A sessão começou, por isso, com a audição das primeiras testemunhas arroladas pelo MP: Francisco Machado da Cruz, responsável de contabilidade do GES entre 2004 e 2014, e Michel Canals.
Acusado no processo principal à queda do Banco Espírito Santo (BES), Machado da Cruz invocou, inicialmente, o seu direito a não se incriminar para não responder às questões do tribunal, mas acabou por fazê-lo após ser avisado de que a justificação para a recusa poderia ser, mais tarde, avaliada judicialmente.
"Só o facto de conhecer o Dr. Ricardo Salgado pode ser aproveitado pelo Ministério Público para me incriminar de novo", alegou o ex-contabilista do GES. Francisco Machado da Cruz confirmou, ainda assim, que foi administrador da Espírito Santo Enterprises, de onde terá saído o dinheiro de que o ex-líder do BES alegadamente se apropriou.
O destino terão sido duas sociedades offshore, sediadas no Panamá, controladas por Salgado: a Begolino e a Savoices. Numa das ocasiões, o dinheiro terá passado, no percurso entre a Enterprises e a Savoices, por uma conta de uma sociedade controlada por Helder Bataglia. Este foi, no final da instrução da Operação Marquês, ilibado de todos os crimes de que fora acusado.
Esta terça-feira, Michel Canals, gestor da fortuna do empresário luso-angolano à data dos factos, foi confrontado com um documento em que Hélder Bataglia ordena a transferência de 1,5 milhões de euros para a Savoices, mas foi incapaz de recordar o porquê do movimento.
"Não consigo ver a justificação no documento. Com certeza falou-se verbalmente desta justificação, mas não me lembro especificamente qual foi", afirmou, com recurso a um intérprete, o ex-gestor suíço, que disse ter-se encontrado, ao longo dos anos, cerca de 200 vezes com Helder Battaglia.
Já quanto a Ricardo Salgado, Canals confirmou apenas que a Savoices era gerida por uma outra pessoa da sua firma, sublinhando não perceber que "outra atividade" poderia aquela sociedade ter, naquele âmbito, que não fosse "a entrada e a saída de dinheiro".
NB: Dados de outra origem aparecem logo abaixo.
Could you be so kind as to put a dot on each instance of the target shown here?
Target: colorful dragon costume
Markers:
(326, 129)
O julgamento continua na quinta-feira, 8 de julho, com a audição do inspetor que coordenou a investigação da Autoridade Tributária na Operação Marquês, Paulo Silva. Ricardo Salgado tinha sido, inicialmente, acusado pelo MP de 21 crimes, mas 18 acabaram por cair no final da instrução do processo, há três meses.
Na contestação entregue no início do julgamento, o ex-presidente do BES nega também a prática dos três crimes de abuso de confiança, falando, antes, em "empréstimos". Salgado incorre, por cada um dos crimes, numa pena que pode ir até oito anos de prisão.